Despite the criticism the tax decision received, the move has been painted as something of a “deck-clearing” before the next election, due by May.

‘Prepared for an election’

By prising off several Bill Shorten-era policy barnacles that cost Labor the 2019 election, and chopping off a future line of attack by not opposing the tax cuts, Mr Albanese may be looking to swallow a bitter pill now rather than closer to the poll.

“We certainly are prepared for an election whenever it’s called. We have given appropriate consideration to this,” the Opposition Leader said, when asked if the changes were an ‘election platform’.

“Parliament is due to come back next week. We made a decision that we would clarify our position around about now. And that is what we are doing.”

At numerous points during the press conference, both Mr Albanese and Mr Chalmers stressed they didn’t want to “relitigate” or “reprosecute” the last election, to explain the dumping of Mr Shorten’s divisive cuts to negative gearing concessions.

Those changes had opened up Labor to claims of a “housing tax” attack line from the government, an edge the opposition was looking to negate.

“You have to respect the view of the Australian people. And we weren’t successful at the last election,” Mr Albanese said bluntly.

But announcing the tax cut decision alongside negative gearing changes, plus extra policies around a national integrity commission and a Senate bill to crackdown on “rorts”, was something of a cushion to insulate Labor against the policy U-turn it had just made.

On social media, for instance, Mr Albanese’s pages highlighted the anti-corruption commission announcement – not the tax or negative gearing backflip.

Monday was one of Mr Albanese’s most substantial policy announcements since becoming leader.

He has preferred to announce a small number of weighty and high-value policies, rather than the ‘100 positive policies’ approach of his predecessor.

Mr Albanese and Mr Chalmers detailed their reasons for the tax decision as about “providing certainty and clarity to Australian working families” after the pandemic.

But it also has the obvious benefit of blunting what would’ve been an inevitable line of attack from the government; that in reversing the tax cuts, Labor would have been painted as the party of “higher taxes” or “taxing aspiration”.

Senator Birmingham already tried to pick that fight with Labor in budget week.

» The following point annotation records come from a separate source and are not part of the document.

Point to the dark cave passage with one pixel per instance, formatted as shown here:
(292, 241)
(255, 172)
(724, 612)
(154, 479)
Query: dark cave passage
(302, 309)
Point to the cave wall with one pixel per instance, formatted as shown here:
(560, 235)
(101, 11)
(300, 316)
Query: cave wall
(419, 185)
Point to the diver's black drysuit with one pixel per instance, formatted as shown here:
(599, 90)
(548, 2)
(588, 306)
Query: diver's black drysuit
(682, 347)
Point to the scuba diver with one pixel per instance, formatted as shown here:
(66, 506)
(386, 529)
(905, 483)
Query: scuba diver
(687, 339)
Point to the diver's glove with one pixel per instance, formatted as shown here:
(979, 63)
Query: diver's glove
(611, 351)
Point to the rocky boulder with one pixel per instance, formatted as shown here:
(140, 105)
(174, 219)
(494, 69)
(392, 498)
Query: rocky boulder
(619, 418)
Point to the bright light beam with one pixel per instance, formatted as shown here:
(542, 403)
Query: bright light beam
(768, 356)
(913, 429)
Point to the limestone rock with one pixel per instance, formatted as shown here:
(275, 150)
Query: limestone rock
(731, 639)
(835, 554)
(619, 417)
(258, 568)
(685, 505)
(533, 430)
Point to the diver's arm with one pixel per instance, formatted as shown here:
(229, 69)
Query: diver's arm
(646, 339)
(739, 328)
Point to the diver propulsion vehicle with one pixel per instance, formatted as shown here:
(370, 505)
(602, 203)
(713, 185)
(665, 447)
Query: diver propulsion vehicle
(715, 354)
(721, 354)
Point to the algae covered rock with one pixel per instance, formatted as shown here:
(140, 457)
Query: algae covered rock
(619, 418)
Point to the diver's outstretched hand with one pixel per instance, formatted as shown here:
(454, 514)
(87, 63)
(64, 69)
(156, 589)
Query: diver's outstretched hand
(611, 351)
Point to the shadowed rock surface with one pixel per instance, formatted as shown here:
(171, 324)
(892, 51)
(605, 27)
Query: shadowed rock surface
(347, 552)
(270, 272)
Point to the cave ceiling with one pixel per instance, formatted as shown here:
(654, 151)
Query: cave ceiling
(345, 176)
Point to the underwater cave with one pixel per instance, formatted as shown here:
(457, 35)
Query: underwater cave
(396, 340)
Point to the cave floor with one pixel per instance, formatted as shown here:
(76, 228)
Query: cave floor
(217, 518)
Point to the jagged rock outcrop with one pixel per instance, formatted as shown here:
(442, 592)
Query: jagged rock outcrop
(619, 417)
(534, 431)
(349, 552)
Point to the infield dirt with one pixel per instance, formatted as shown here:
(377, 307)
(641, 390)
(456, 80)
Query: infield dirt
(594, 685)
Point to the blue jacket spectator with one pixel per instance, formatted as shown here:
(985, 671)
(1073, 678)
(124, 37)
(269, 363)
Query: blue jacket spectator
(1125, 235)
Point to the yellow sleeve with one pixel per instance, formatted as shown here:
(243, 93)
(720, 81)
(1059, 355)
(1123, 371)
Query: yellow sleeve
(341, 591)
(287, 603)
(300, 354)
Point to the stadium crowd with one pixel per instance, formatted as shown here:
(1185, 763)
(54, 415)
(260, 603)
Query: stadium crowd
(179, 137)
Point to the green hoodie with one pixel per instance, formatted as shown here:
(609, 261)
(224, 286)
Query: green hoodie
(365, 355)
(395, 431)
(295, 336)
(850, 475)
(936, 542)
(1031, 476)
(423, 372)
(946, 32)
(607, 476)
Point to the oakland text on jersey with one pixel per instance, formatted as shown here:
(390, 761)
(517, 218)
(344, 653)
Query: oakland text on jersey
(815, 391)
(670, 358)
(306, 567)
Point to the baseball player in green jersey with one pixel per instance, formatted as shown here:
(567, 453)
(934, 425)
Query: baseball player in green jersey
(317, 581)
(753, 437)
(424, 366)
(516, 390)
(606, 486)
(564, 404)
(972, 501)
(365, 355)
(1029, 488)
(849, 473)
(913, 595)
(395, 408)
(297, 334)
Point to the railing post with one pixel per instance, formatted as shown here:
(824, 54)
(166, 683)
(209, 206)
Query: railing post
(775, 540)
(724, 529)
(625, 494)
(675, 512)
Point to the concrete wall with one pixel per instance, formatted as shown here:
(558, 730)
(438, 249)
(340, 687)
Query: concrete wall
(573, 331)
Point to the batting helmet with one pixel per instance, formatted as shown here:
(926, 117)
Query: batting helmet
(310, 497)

Little was explained about why Labor decided to support the tax cuts they called the “least responsible”.

In an 11-paragraph written statement, Mr Albanese and Mr Chalmers gave just two lines to announcing the move.

Of the remaining nine paragraphs, seven were dedicated to hammering the government’s economic record, including highlighting the national debt – on track for $1 trillion – and lagging wages growth.

In other words, Labor’s announcement about a significant policy shift spent more time blasting the Coalition than explaining the reasons for the $130 billion unity ticket it had put itself on with them.

“This election won’t be about differences on these legislated tax cuts,” Mr Chalmers claimed, downplaying the announcement.

“The next election will be about the cost of the economy of Scott Morrison’s diabolical failures on vaccines and quarantine and JobKeeper.”

Of course, even after they signed on to the government’s tax policy, Senator Birmingham still rounded on the opposition.

“The Labor Party has in their DNA a desire to always seize higher taxes, push them up higher, and certainly can’t be trusted with promises in relation to lower taxes,” he claimed.